Sugar Harp – Sugar Is My Name | Album Review

Sugar Harp – Sugar Is My Name

Music Maker Foundation – 2022

10 tracks; 43 minutes

Charles ‘Sugar Harp’ Burroughs is a veteran performer in his native Alabama but this is the first time he has been recorded, so all credit to the Music Maker Foundation for making it happen. Sugar offers us ten tracks all credited as original, although several do follow familiar blues themes. Nevertheless, the album is well recorded and thoroughly entertaining. Sugar is, of course, on harp and vocals, accompanied by Microwave Dave (Gallaher) on guitar, Dan Hector on organ, T-bone (Terrence Dupree) on bass and Ardie Dean on drums.

Opening track “Sugar Is My Name” sets out Sugar’s credentials as he tells us all about himself, backed by an organ wash and crisp guitar lines, even the rhythm section getting a short solo opportunity though Sugar’s harp is the main featured instrument. Sugar has the reputation of doing some songs with amusing double meanings, so we can be sure that his “Special Recipe” is not really culinary! Indeed, he wants “to cook all night with you, because your stove is always hot”! However, as is often the case with these sort of blues songs, while the guy is off seeking thrills, his own home may be left unguarded, so Sugar asks “How Come My Dog Don’t Bark” when his friend comes over, clearly the suspicion being that the dog knows the friend all too well! Played to a slow rhythm and minimal accompaniment, Sugar’s harp work stands out on this cut before he reuses the theme of BB King’s “Don’t Answer The Door” under the title “I Don’t Want A Soul Hangin’ Round”, appropriately featuring Dave’s nicely relaxed guitar stylings. A lively rumba rhythm underpins the salacious “Lemon Squeezin’ Fool” before the quieter (and more serious) “May Your Soul Make It To Heaven”, the churchy organ giving a gospel feel to the tune: “May your soul rise to heaven before the Devil knows you’re gone, that’s my wish for you and me before we go home”.

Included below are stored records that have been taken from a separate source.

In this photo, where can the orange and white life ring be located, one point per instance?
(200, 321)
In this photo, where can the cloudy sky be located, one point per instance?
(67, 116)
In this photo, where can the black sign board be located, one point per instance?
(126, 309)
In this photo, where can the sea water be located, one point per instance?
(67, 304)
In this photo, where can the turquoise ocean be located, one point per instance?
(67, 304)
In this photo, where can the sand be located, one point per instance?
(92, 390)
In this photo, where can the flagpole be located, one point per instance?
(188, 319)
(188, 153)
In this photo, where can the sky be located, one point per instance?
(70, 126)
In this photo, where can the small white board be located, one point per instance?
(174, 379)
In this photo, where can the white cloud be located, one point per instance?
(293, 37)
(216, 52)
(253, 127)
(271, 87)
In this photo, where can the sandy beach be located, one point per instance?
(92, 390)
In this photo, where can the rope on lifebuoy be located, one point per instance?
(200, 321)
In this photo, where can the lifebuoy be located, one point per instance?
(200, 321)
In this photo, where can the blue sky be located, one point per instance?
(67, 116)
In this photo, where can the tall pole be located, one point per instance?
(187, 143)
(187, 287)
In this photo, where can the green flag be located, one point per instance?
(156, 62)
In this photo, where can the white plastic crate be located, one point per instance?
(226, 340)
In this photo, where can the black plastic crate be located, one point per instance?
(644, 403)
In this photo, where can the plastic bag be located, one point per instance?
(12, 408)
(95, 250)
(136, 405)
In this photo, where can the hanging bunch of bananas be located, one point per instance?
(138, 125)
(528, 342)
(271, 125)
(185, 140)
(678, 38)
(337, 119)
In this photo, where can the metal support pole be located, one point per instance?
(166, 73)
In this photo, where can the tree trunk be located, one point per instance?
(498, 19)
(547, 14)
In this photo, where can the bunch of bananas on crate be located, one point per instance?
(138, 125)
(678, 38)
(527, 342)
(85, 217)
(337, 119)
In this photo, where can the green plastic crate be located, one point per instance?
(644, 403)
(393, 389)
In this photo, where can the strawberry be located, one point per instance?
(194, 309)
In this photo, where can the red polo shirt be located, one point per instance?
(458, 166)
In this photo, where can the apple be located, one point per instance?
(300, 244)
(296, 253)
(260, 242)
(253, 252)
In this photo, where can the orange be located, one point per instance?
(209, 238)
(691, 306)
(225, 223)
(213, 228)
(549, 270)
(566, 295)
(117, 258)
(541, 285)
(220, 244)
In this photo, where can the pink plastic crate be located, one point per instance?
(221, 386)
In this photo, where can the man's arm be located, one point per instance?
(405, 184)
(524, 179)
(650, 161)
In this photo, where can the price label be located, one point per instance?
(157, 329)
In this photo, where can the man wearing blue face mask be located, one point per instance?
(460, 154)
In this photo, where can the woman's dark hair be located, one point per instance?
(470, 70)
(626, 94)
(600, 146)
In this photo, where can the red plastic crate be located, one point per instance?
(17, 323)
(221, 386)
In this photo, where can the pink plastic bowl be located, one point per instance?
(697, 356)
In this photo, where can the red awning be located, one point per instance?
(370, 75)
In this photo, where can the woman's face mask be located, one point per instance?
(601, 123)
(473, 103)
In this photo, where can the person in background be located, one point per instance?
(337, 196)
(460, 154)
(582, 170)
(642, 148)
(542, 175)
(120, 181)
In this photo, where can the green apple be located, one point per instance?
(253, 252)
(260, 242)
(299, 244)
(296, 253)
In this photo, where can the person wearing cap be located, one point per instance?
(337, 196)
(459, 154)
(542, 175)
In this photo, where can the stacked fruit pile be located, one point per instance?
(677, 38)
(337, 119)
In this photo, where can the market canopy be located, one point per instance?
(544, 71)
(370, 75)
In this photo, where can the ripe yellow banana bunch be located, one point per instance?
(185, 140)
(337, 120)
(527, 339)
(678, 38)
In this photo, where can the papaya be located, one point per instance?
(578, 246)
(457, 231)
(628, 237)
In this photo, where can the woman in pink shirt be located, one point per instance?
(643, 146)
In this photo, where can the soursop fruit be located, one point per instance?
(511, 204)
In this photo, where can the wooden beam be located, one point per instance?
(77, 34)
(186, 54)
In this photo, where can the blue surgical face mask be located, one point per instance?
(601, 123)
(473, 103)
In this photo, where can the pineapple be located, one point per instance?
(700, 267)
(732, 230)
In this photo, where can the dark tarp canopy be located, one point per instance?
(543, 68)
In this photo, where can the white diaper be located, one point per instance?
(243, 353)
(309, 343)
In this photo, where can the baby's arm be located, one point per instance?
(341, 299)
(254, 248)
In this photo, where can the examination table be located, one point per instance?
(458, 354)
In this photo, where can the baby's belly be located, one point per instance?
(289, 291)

“My Truck My Dog My Wife” is a tale of woe played to a riff that recalls “Lonely Avenue” and Sugar continues in laid-back vein on “Leave Me The Same Way You Came”, opening the tune with some Junior Wells-inspired harp work before he warns his girl that if she ever leaves him she will have to do so empty-handed. “Mojo Hand” has some spooky sounding guitar work and familiar lyrics about the magic spell the girl can weave, Sugar’s vocals given a slight echo to add to the swampy feel of the track. The album closes with “Murder Murder Murder”, an ominous title though it applies to Sugar’s deteriorating relationship with a shapely girl, from whom he needs rescuing. It’s another slower tune, again well played and sung.

Sugar Harp shows here that he is a fine harp player and singer and would, one suspects, put on a very entertaining live show. It is good that Music Maker has been able to put his talents on display for a wider audience.